He gave her a series of numbers that she committed to memory instantly, numbers that corresponded to boxes stored in Limbo. "I know you. You'll find me. It's written in the stars."

And thus, his message delivered, he retreated after setting the grenade to scan for movement. Or so she thought. (Later Booth himself would reveal Pelant had never intended to hurt her because the grenade was a toy.) But before that, Brennan was left alone with nothing but the question of what Pelant wanted from her to occupy herself with while she waited for a security officer to make his rounds and discover her immobility.

Pelant was sending messages to Booth as well, she realized. There was a message in the way he breached their defenses and flaunted their vulnerability (I could kill any one of you, at any time). There was another message in the way Pelant tarnished the reputation of Flynn, and of Brennan herself when she was framed for murder. And there was a message in the way Pelant had trapped Brennan with a toy grenade that Booth would immediately recognize as a fake. He seemed to be goading Booth into deadly action.

By the time Booth arrived, Brennan understood. She told Booth, "He knows you're going to kill him."

She looked into Booth's cold eyes (all the warmth she'd seen in them earlier had now vanished in the cold light of Limbo). Since his arrival and understanding that Pelant had approached (threatened) her directly, she saw the way he had hardened, heard the precise crushing of a toy grenade under Booth's foot that made her think of crushing bones. Pelant had given her a chance to reach him before Booth did.

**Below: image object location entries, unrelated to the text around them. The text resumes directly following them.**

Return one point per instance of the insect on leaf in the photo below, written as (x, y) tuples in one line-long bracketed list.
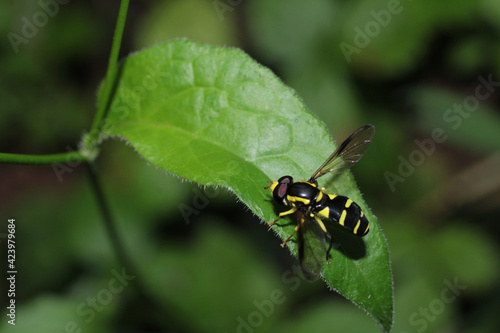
[(214, 116)]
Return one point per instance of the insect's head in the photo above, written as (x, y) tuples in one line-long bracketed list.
[(279, 189)]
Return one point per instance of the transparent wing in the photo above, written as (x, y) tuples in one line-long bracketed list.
[(348, 153), (311, 243)]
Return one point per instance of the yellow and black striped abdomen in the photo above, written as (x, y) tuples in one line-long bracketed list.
[(345, 211)]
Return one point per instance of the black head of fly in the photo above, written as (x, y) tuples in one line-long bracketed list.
[(280, 188)]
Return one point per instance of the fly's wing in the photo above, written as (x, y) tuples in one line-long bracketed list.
[(348, 153), (311, 242)]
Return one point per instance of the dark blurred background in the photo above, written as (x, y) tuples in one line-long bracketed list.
[(425, 73)]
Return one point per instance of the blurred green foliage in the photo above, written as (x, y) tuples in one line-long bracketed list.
[(428, 57)]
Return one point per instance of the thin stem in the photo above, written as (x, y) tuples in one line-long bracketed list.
[(112, 67), (69, 157), (108, 220), (164, 313)]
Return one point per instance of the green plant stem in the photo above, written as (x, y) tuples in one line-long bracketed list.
[(69, 157), (112, 67), (165, 315)]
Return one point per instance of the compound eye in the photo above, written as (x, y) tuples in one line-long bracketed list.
[(280, 190)]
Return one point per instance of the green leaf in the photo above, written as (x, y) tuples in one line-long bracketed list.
[(214, 116)]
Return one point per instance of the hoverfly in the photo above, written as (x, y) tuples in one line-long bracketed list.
[(308, 201)]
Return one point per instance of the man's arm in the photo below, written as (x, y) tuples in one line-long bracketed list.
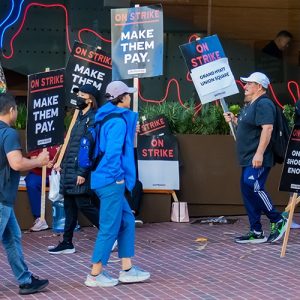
[(264, 141), (20, 163)]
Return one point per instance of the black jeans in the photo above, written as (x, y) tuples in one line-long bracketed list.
[(86, 204)]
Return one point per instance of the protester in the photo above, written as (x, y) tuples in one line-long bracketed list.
[(75, 181), (254, 130), (277, 46), (11, 163), (34, 186), (115, 171)]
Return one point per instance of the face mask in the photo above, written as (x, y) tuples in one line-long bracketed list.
[(80, 103)]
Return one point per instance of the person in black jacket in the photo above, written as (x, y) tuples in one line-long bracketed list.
[(75, 181)]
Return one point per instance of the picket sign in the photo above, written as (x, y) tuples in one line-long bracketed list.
[(44, 175), (291, 209)]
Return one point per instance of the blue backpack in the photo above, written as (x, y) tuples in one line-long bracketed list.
[(89, 155)]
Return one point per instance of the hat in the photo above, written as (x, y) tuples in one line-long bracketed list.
[(88, 89), (117, 88), (257, 77)]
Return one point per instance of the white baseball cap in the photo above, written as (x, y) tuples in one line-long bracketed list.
[(257, 77), (117, 88)]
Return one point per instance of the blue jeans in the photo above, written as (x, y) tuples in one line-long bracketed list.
[(10, 235), (34, 191), (116, 223), (256, 199)]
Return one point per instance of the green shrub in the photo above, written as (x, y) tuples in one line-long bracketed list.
[(209, 120)]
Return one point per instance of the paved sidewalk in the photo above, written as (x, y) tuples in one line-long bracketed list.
[(180, 267)]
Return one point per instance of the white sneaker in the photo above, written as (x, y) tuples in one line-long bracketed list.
[(39, 225), (135, 274), (103, 280), (294, 225)]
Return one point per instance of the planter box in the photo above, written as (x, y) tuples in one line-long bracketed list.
[(210, 176)]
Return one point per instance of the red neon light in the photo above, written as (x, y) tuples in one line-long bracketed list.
[(291, 92), (23, 21), (66, 26), (94, 32)]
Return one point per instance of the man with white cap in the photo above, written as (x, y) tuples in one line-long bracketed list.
[(254, 130), (115, 171)]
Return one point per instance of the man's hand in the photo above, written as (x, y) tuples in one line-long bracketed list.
[(43, 158), (257, 160), (57, 167), (80, 180), (229, 117)]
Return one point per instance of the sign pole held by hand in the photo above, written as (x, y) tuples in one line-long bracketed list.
[(64, 146), (44, 175), (231, 124)]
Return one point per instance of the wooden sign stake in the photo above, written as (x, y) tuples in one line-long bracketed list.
[(290, 220)]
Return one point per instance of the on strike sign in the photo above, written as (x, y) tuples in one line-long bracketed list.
[(158, 162), (290, 179), (45, 109), (137, 42), (209, 68), (87, 65)]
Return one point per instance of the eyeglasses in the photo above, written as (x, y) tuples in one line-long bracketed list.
[(251, 83)]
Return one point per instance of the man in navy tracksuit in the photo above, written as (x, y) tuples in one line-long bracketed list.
[(254, 130), (115, 171)]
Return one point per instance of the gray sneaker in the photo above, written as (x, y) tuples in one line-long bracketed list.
[(135, 274), (102, 280)]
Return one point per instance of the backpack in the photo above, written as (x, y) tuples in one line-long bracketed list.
[(280, 136), (89, 155)]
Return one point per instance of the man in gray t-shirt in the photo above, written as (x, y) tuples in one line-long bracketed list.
[(11, 163), (254, 131)]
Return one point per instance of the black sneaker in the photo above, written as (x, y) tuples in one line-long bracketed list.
[(277, 230), (35, 286), (62, 248), (252, 237)]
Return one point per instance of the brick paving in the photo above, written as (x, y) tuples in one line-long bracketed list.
[(180, 267)]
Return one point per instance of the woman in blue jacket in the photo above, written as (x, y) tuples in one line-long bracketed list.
[(115, 171)]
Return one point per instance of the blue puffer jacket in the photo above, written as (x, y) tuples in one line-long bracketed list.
[(117, 143)]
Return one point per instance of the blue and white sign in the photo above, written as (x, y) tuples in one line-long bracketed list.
[(209, 68), (137, 42), (214, 80)]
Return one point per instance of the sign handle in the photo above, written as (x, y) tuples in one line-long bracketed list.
[(64, 146), (231, 124), (290, 219), (44, 175), (43, 192)]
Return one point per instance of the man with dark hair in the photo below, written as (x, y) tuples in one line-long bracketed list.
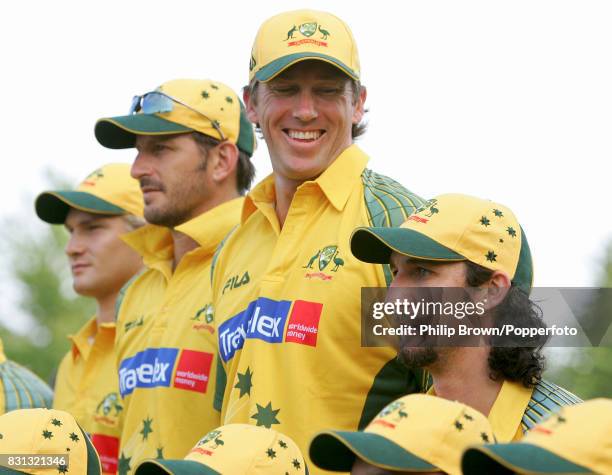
[(193, 144), (286, 291), (461, 241), (105, 205)]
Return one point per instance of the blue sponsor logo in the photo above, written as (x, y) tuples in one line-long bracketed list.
[(147, 369), (263, 319)]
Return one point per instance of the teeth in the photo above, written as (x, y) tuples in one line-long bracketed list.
[(308, 135)]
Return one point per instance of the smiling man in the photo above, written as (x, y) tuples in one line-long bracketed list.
[(286, 289), (193, 147), (477, 246), (107, 204)]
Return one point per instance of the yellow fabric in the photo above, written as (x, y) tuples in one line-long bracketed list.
[(165, 330), (86, 386), (307, 33), (245, 449), (316, 375), (114, 184), (507, 411), (433, 429), (580, 433), (482, 231), (46, 432)]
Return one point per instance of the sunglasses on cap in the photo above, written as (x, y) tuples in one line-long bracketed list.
[(157, 102)]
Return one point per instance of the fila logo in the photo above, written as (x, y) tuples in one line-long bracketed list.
[(237, 281)]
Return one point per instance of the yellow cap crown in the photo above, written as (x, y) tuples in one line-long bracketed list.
[(295, 36)]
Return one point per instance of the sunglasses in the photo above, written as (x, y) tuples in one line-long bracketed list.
[(157, 102)]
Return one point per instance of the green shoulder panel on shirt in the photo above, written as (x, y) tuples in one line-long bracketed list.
[(547, 398), (388, 203), (22, 388)]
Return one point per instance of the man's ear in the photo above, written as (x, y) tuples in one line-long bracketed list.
[(497, 288), (224, 161)]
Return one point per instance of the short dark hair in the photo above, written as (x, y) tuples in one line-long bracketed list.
[(517, 363), (357, 130), (245, 170)]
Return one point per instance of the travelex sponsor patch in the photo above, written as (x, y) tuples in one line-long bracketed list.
[(265, 319), (155, 367)]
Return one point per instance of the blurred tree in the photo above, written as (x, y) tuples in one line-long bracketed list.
[(35, 259), (588, 372)]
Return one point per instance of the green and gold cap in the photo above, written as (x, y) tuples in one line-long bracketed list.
[(417, 432), (108, 190), (205, 106), (454, 227), (234, 448), (291, 37), (575, 440), (50, 434)]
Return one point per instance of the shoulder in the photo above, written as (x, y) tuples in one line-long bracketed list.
[(388, 203), (546, 398)]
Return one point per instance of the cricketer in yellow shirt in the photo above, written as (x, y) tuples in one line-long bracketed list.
[(193, 147), (106, 204), (287, 304)]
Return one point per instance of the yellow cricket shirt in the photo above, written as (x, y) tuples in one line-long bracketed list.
[(166, 341), (86, 386), (20, 388), (517, 408), (288, 310)]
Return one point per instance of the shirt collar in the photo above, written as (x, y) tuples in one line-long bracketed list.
[(508, 410), (336, 182), (155, 244)]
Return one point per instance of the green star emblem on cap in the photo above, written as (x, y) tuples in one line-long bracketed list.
[(124, 465), (266, 416), (146, 428), (245, 382)]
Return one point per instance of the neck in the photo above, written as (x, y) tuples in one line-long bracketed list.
[(463, 375), (106, 308), (182, 245)]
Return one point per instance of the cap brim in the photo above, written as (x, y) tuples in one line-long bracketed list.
[(516, 458), (374, 245), (53, 206), (273, 69), (120, 132), (173, 467), (337, 451)]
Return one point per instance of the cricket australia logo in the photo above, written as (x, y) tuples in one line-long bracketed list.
[(204, 318), (93, 177), (108, 410), (425, 211), (323, 258), (308, 30)]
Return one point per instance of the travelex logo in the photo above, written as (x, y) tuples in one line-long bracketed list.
[(154, 367), (264, 319)]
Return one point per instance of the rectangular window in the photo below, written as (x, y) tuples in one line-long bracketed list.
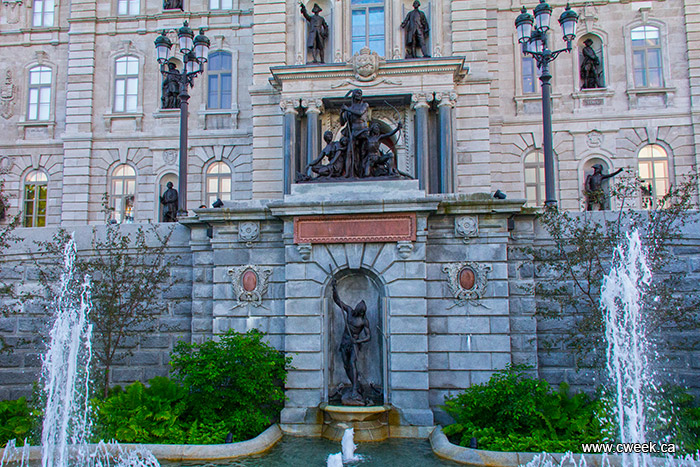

He knew she would go to stop a murderer. _"I know you. You'll find me. It's written in the stars."_

~Q~

Cam interrupted her increasingly frustrated investigation into the cold cases with a small piece of evidence she'd recovered from Flynn's stomach: a chipped tooth. Either Flynn had chipped his own tooth in memory of their conversation as he took the Prometheus body, or Pelant could have overheard the entire conversation if he'd bugged Flynn. She'd boasted to Flynn about having solved a case once from just a single tooth.

Brennan looked down at it, knowing that tooth might lead them to Pelant. "Hodgins should swab this for particulates."

Though Pelant wanted her to find him through the clues he'd given, the tooth could serve just as well. Getting to Pelant was the goal, but which route was the best way to get there? And which partner should get there first...? That was what she needed to understand.

~Q~

When she got back from Aldo's Paradise Lost, Brennan's course was set.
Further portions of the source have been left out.